HIGHWAY 101 LANDSLIDE: IT COMES WITH THE TERRITORY

By Adam Spencer, The Triplicate December 10, 2012 06:21 pm

 Work continues Friday to clear the slide that has reduced traffic to one lane on U.S. Highway 101 since last weekend.
Work continues Friday to clear the slide that has reduced traffic to one lane on U.S. Highway 101 since last weekend. Del Norte Triplicate / Adam Spencer
 The luscious mountain ridges that paint Del Norte’s horizons to the east are growing just as fast as your fingernail. In fact, experts say the Coast Range and Klamath Mountains would be taller than the Himalayas if it wasn’t for all that natural erosion.  

Like the kind of massive erosion demonstrated recently by an impressive landslide on U.S. Highway 101 about three miles south of Crescent City.

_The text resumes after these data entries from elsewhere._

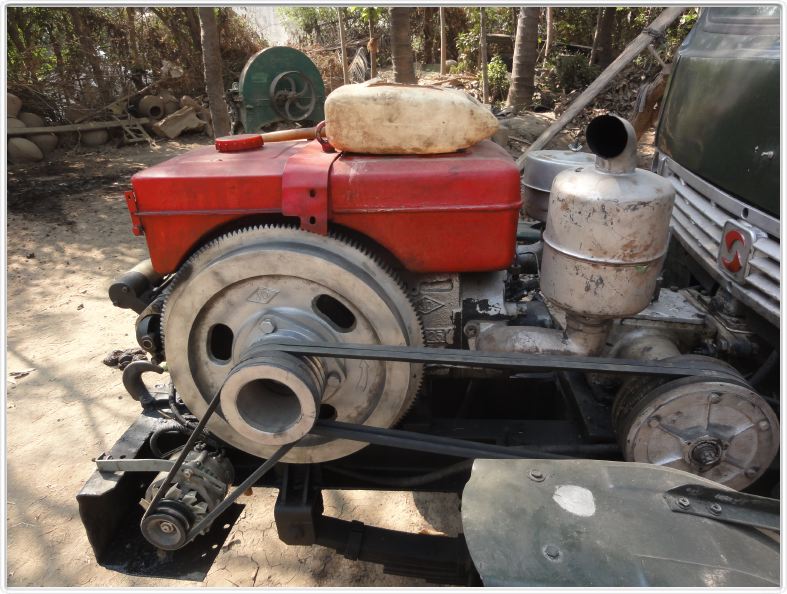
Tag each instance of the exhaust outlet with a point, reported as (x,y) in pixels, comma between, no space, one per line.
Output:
(614,142)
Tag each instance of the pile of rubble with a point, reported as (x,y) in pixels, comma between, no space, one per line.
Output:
(137,117)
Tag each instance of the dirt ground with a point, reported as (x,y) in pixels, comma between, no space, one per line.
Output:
(69,235)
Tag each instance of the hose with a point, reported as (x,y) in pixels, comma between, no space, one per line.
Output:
(764,369)
(408,481)
(173,406)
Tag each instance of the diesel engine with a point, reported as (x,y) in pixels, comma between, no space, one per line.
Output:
(307,303)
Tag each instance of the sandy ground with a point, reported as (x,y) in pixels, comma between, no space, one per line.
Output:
(69,236)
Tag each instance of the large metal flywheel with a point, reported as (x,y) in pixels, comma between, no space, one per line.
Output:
(251,288)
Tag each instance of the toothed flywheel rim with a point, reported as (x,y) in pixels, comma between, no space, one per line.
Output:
(254,286)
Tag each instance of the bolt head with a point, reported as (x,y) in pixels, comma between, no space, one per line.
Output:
(267,326)
(552,552)
(167,527)
(536,475)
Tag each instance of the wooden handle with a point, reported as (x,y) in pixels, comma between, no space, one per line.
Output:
(295,134)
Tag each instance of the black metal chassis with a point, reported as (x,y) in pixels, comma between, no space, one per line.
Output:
(428,452)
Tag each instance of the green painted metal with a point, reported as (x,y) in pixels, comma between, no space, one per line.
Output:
(280,84)
(722,111)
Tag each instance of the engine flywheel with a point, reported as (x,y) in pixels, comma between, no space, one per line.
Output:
(253,287)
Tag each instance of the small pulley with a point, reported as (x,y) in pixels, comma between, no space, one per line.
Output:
(715,427)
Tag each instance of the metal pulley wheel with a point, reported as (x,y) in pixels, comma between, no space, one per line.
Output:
(718,428)
(250,288)
(292,96)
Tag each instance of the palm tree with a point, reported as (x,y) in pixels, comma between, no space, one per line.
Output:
(520,93)
(401,50)
(214,80)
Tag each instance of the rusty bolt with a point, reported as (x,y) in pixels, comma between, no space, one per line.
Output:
(536,475)
(267,326)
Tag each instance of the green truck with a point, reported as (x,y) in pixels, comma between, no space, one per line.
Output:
(718,143)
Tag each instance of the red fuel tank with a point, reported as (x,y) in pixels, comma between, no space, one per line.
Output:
(455,212)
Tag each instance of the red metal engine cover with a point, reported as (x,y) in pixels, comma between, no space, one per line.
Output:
(436,213)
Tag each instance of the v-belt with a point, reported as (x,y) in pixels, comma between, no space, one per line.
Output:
(505,361)
(408,440)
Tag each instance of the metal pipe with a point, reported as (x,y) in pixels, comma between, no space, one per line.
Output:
(614,143)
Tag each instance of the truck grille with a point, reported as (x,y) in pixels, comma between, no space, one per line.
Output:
(700,212)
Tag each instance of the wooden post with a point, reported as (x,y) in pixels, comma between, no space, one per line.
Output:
(372,45)
(484,75)
(342,43)
(632,50)
(550,33)
(442,40)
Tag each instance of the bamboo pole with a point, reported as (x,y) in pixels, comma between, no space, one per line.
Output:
(442,41)
(484,73)
(344,46)
(632,50)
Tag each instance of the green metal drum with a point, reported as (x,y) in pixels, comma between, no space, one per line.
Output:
(280,84)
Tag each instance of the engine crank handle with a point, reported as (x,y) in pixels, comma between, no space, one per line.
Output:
(192,440)
(239,490)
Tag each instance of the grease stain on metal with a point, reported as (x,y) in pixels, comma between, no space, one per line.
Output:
(575,500)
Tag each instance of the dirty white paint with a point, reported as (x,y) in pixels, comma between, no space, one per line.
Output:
(575,499)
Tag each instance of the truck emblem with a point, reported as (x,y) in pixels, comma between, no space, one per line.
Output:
(735,250)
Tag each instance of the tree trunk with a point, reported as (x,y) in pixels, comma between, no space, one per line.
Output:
(372,45)
(429,36)
(482,51)
(195,27)
(550,33)
(602,41)
(214,79)
(520,93)
(442,40)
(343,43)
(401,50)
(91,55)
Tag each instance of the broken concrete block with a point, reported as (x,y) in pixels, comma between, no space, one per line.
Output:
(94,137)
(175,124)
(12,104)
(31,120)
(21,150)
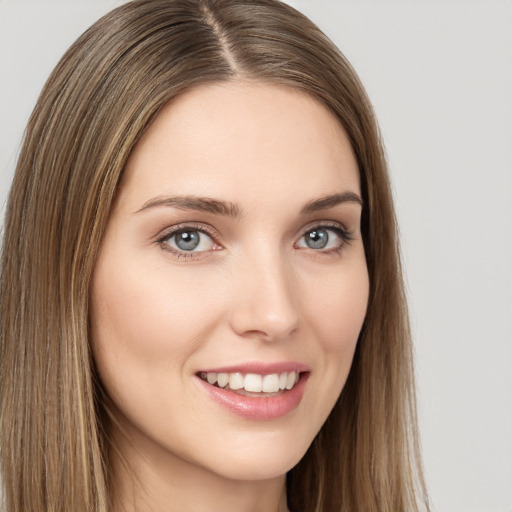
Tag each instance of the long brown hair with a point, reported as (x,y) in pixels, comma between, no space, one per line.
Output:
(94,108)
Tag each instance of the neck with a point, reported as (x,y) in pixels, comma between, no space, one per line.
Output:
(151,480)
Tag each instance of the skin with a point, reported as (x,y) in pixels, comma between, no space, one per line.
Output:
(254,291)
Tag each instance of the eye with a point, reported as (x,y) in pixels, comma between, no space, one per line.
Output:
(188,240)
(324,238)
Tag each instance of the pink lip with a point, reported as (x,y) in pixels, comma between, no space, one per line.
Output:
(260,368)
(256,408)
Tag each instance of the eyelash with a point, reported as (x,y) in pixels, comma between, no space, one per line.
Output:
(345,235)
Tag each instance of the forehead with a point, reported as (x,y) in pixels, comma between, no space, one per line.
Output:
(248,142)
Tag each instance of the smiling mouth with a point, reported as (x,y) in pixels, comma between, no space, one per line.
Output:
(253,384)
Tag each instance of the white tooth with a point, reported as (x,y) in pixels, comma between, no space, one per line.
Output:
(270,383)
(252,382)
(290,381)
(282,380)
(236,381)
(222,379)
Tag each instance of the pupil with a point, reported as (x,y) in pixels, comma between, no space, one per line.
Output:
(317,239)
(187,240)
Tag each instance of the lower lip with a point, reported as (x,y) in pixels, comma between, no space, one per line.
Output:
(255,408)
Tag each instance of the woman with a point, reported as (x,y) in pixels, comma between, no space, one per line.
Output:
(202,305)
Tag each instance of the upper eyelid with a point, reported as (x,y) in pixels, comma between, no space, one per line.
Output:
(183,226)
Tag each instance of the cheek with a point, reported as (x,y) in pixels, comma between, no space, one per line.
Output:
(338,308)
(144,322)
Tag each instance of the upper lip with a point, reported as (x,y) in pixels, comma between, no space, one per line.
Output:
(260,368)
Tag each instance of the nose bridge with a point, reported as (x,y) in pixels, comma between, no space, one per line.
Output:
(265,304)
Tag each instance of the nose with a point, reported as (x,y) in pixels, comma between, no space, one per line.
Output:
(265,304)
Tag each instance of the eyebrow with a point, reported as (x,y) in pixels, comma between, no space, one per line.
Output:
(202,204)
(326,202)
(229,209)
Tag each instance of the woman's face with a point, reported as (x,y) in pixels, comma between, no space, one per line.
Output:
(232,267)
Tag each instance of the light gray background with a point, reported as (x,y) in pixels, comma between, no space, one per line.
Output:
(440,76)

Caltrans officials said that the highway is expected to return to two-way traffic by Tuesday evening — more than a week after last Saturday’s slide closed the northbound lane.

Redwood National & State Parks Superintendent Jeff Bomke said it was the largest slide with old growth redwoods he has seen in more than 30 years on the North Coast. A redwood roughly 5 feet in diameter was toppled.

Redwoods fall over regularly as part of the natural forest process, Bomke said. Three fallen redwoods briefly closed U.S. Highway 199 last week during the same storm that caused the slide.  But landslides taking down old growth are “fairly rare,” he said.

Still, landslides are very common to our region.

Just ask Michael Furniss, a hydrologist with the U.S. Forest Service’s Pacific Northwest Research Station and adjunct professor at Humboldt State University.

“The big picture is that the landscape is rising long term at about the rate that a fingernail grows, and over time this really adds up. It grows steeper and steeper and eventually something has to give way,” Furniss said.

The rapid uplift of the Coast Range and Klamath Mountains is one of the main elements that makes erosion and landslides so common to the region.

“The natural erosion process is what balances that uplift,” Furniss said.

Besides the fast uplift, frequent and heavy rains, deep soils and a fractured bedrock contribute to our landslide trends.

After the heavy rains that caused the 1964 Christmas flood, Furniss said that landslides “were all over the place.”

“There was thousands of them and most road systems were inaccessible,” he said.

There was so much debris in drainages from landslides that even small streams rose 20 to 30 feet, Furniss said.  Those streams have since carved a path through the muck, but the terraces that were created can still be seen.

Although Crescent City received more than 4 inches of rain in a 24-hour period from a storm last week, it was the series of storms that created the perfect conditions for the 101 landslide.

“In long-duration, soaking storms — with one storm after the other — the water pressure builds up on the slope and lifts them up and they slide,” Furniss said. “The wetter they get, the less friction there is, then gravity wins and down it goes.”

All that water creates a “buoyant force” that makes the slope float up in a way, decreasing friction and increasing the likelihood of a slide, Furniss said.

Caltrans officials said they will evaluate the area for future management after all the debris is cleared, but in this terrain, landslides are almost unavoidable.